Le echó el ojo a una casa de adobe que estaba algo separada de las demás, al lado de la escuela de la pequeña aldea. La acababan de construir los del equipo de producción. El invierno pasado pusieron las tejas y los cabrios. Las paredes eran de planchas con piedras y barro, todavía no las habían encalado. El tejado estaba por terminar y, cuando llovía mucho, las gotas traspasaban los intersticios de las tejas. Aún no había vivido nadie en aquella casa. Tapó las grietas de las paredes y los marcos de las puertas y de las ventanas con cal, luego pegó papel blanco sobre los cristales. Después montó una cama con una plancha de madera. Colocó algunos ladrillos en el suelo de arena para poner sus cajas de libros y las protegió con un plástico. Encima puso los palillos para comer, el tazón y los objetos personales que más usaba. Colocó una tinaja de agua en la habitación y mandó construir una mesa al carpintero de la aldea. Se sentía totalmente satisfecho.
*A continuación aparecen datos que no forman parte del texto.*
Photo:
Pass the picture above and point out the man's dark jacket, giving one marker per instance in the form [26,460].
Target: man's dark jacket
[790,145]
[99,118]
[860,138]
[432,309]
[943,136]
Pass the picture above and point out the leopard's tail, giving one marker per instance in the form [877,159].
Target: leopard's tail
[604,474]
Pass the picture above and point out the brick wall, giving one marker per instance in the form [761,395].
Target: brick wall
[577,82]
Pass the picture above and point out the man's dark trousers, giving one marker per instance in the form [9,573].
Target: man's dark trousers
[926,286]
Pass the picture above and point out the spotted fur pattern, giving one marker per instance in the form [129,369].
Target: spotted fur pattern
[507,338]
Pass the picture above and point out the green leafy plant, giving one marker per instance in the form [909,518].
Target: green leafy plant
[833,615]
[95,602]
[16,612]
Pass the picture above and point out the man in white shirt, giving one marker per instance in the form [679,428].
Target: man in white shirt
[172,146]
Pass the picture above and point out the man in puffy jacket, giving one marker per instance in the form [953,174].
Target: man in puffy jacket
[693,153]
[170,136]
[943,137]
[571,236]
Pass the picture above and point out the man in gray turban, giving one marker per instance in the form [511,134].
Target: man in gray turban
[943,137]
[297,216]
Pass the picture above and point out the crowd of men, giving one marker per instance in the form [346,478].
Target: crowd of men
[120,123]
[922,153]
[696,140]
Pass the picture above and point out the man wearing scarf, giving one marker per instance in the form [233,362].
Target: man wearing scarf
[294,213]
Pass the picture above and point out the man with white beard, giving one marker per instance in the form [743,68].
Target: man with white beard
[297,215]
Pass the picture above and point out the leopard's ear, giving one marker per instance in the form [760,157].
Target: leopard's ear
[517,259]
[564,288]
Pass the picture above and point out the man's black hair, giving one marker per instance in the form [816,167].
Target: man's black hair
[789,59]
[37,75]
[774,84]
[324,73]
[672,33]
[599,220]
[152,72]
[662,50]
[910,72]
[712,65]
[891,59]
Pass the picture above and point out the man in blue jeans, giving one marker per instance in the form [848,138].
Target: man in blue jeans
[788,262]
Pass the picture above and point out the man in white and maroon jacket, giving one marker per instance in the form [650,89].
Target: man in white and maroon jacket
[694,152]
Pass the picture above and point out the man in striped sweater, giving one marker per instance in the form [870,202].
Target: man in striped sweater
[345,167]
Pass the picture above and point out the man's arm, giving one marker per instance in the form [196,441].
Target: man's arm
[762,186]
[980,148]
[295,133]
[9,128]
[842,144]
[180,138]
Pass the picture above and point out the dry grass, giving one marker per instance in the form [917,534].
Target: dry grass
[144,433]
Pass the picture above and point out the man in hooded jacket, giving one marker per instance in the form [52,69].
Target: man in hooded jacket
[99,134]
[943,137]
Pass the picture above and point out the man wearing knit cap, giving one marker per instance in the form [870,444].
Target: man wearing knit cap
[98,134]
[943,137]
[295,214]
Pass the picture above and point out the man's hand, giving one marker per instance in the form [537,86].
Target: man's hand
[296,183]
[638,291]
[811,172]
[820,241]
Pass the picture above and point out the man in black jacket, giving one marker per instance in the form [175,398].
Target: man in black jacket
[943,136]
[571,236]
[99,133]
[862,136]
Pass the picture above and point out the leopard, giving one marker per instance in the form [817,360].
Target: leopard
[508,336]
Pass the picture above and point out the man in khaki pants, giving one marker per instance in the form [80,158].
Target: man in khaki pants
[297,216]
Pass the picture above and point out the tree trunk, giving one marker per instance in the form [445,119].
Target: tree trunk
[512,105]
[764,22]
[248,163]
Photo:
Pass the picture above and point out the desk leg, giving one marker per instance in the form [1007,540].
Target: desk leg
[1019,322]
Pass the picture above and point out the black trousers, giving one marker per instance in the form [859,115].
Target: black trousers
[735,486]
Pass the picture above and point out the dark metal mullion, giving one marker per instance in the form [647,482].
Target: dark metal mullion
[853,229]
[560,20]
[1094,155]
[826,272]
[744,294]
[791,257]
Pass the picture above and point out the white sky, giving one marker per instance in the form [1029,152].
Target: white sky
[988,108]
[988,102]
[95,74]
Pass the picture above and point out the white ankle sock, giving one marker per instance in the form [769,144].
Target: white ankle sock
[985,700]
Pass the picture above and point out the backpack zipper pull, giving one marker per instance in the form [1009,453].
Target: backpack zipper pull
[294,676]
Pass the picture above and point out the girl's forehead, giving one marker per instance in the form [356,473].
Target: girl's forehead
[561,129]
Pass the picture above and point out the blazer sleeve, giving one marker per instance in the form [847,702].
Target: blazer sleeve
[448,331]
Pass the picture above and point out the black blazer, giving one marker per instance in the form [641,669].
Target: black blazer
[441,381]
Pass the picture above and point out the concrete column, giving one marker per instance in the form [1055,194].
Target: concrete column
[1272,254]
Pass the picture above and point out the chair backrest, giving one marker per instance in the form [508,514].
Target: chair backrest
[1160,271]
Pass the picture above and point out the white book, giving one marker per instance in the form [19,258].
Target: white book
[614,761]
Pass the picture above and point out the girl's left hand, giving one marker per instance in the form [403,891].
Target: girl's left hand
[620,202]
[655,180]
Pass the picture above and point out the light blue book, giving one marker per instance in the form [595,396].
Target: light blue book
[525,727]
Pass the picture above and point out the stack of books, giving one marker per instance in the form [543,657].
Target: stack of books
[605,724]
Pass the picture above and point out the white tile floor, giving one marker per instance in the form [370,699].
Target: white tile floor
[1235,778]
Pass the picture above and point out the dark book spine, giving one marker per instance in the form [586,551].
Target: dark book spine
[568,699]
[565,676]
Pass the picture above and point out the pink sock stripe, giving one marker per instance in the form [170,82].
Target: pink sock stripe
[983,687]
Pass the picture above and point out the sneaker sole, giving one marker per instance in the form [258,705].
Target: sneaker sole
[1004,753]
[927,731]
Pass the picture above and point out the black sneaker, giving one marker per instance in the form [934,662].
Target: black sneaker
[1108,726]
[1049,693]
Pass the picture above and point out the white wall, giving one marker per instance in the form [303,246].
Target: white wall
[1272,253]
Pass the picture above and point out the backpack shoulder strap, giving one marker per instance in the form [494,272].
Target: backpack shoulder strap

Cuando regresaba de escardar los arrozales, se quitaba el barro que tenía pegado a los pies y a las piernas en las charcas de lentejas de agua, luego se preparaba una taza de té verde, se sentaba en una pequeña silla de respaldo de bambú y contemplaba las montañas que se extendían a lo lejos, en la bruma. En aquellos momentos, sin quererlo, el verso de Tao Yuanming le venía a la mente, «Recojo los crisantemos bajo el seto al este de mi casa, mientras contemplo despreocupado la montaña del sur», pero no estaba tan despreocupado como aquel letrado ermitaño. Cada mañana, al alba, cuando escuchaba en los altavoces del pueblo «El oriente es rojo, el sol se levanta, ha llegado Mao a China…», se iba a replantar el arroz con los campesinos; pero no tenía que recitar El Libro rojo delante de nadie. Cuando acababa su jornada laboral, nadie lo vigilaba; se tomaba su taza de té verde, se sentaba en la silla de bambú, con las piernas estiradas, y se sentía bien. Por la noche, se tumbaba solo sobre la enorme plancha de madera y no tenía que preocuparse de si hablaba en sueños. Era la auténtica felicidad.
Se había convertido en un campesino y tenía que ganarse la vida con sus manos. Tenía que aprender los trabajos agrícolas, la labranza, la construcción de diques, el trasplante y la cosecha del arroz, el transporte del estiércol. Debía aprenderlo todo, pues no esperaba continuar recibiendo su salario durante mucho tiempo. Tenía que vivir entre los campesinos, no podía dejar que pensaran que se escondía de algo; debía hacer su vida allí, y quizá morir también en ese lugar, como si fuera su tierra natal.
Unos meses más tarde, había conseguido seguir el ritmo de trabajo de los campesinos, no como esos funcionarios del distrito que venían para trabajar en una unidad de base y que al cabo de tres días encontraban un pretexto para volverse a marchar. Los funcionarios locales eran señores a los ojos de los campesinos; cuando iban a los campos, sólo era para hacerse los importantes, pero él no era así, a él lo alababan todos. Creyó que se había ganado la confianza de los funcionarios rurales y de los campesinos; entonces quitó los clavos de sus cajas de libros.